- Directed by: Catherine Corsini
- Written by: Catherine Corsini Gaelle Mace
- Produced by: Stéphane Parthenay Michel Seydoux Fabienne Vonier
- Starring: Sergi López Kristin Scott Thomas Yvan Attal
- Cinematography: Agnès Godard
- Edited by: Simon Jacquet
- Distributed by: Pyramide Distribution
- Release date: 12 August 2009 (France);
- Running time: 85 minutes
- Country: France
- Language: French

= Leaving (2009 film) =

Leaving (Partir) is a 2009 French film directed by Catherine Corsini, written by Corsini and Gaeelle Mace, and starring Sergi López, Kristin Scott Thomas and Yvan Attal.

== Plot ==
Suzanne (Kristin Scott Thomas), is a well-to-do married woman and mother of two in the south of France. Her idle bourgeois lifestyle begins to depress her, and she decides to go back to work as a physiotherapist. Her husband, Samuel (Yvan Attal), agrees to fix up a treatment room for her in their back yard. When Suzanne meets Ivan (Sergi López), a Spanish ex-con hired to do the building, their mutual attraction is sudden and violent.

After multiple trysts with Ivan, Suzanne confesses the affair to her husband and promises to give it up, but finds she cannot. She finally decides to give up everything and live to the fullest her all-engulfing passion for Ivan, but her husband will not let go of her and her daughter rejects her, although her son stays connected to her. The new couple soon faces severe financial problems, some of them caused by Samuel: when Suzanne's credit card is rejected, she is forced to sell her Cartier watch at a gas station. In their extreme need, Suzanne and Ivan rob Samuel's house of its paintings and valuables but Ivan is arrested when he fences the stolen goods for them. Suzanne tries to convince her husband that she was solely responsible for the burglary, and that she only took what was hers. She offers to do anything to keep Ivan out of jail, and her husband tells her that, if she comes home, Ivan will be free. At this dilemma, she faints.

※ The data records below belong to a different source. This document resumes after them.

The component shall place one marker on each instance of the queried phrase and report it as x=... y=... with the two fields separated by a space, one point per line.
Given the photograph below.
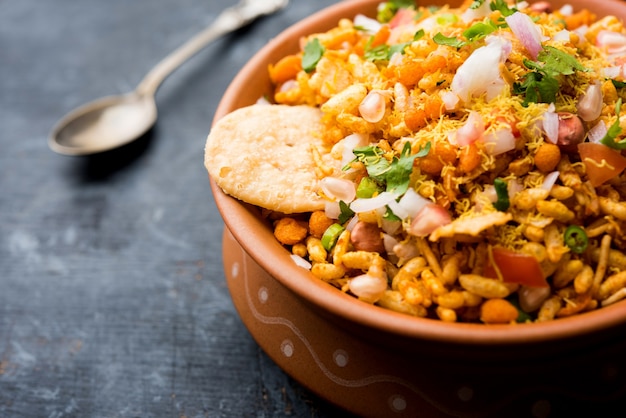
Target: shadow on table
x=100 y=167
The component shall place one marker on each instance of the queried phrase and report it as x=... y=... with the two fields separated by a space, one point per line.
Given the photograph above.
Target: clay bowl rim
x=255 y=237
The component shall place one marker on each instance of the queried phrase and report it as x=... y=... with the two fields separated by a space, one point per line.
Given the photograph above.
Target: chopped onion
x=597 y=132
x=498 y=142
x=526 y=31
x=338 y=189
x=549 y=180
x=332 y=209
x=371 y=26
x=478 y=13
x=550 y=124
x=431 y=217
x=481 y=70
x=450 y=100
x=372 y=107
x=614 y=42
x=390 y=227
x=472 y=129
x=567 y=10
x=301 y=262
x=613 y=71
x=389 y=242
x=352 y=223
x=413 y=202
x=590 y=105
x=360 y=205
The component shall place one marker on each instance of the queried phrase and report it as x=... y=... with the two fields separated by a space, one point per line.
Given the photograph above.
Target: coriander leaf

Back in their home, Suzanne is distant with her family, yet tolerant of her husband's sexual advances. Soon, though, she takes a rifle and shells from a closet and kills Samuel as he sleeps. After driving through the night, she is eventually reunited with Ivan at the ruined house in the hills they had once dreamt of restoring. They embrace and she sobs hysterically. In the distance, a police siren can be heard.

== Cast ==
- Kristin Scott Thomas as Suzanne
- Sergi López as Ivan
- Yvan Attal as Samuel
- Bernard Blancan as Rémi
- Aladin Reibel as Dubreuil
- Alexandre Vidal as David
- Daisy Broom as Marion
- Berta Esquirol as Berta
- Gérard Lartigau as Lagache
- Philippe Laudenbach as Samuel's father
- Geneviève Casile as Samuel's mother
- Michèle Ernou as Madame Aubouy

==Production==
Filming took place in Nîmes.

==Reception==
The film has been moderately well received by critics, and currently holds a rating of 69% on Rotten Tomatoes.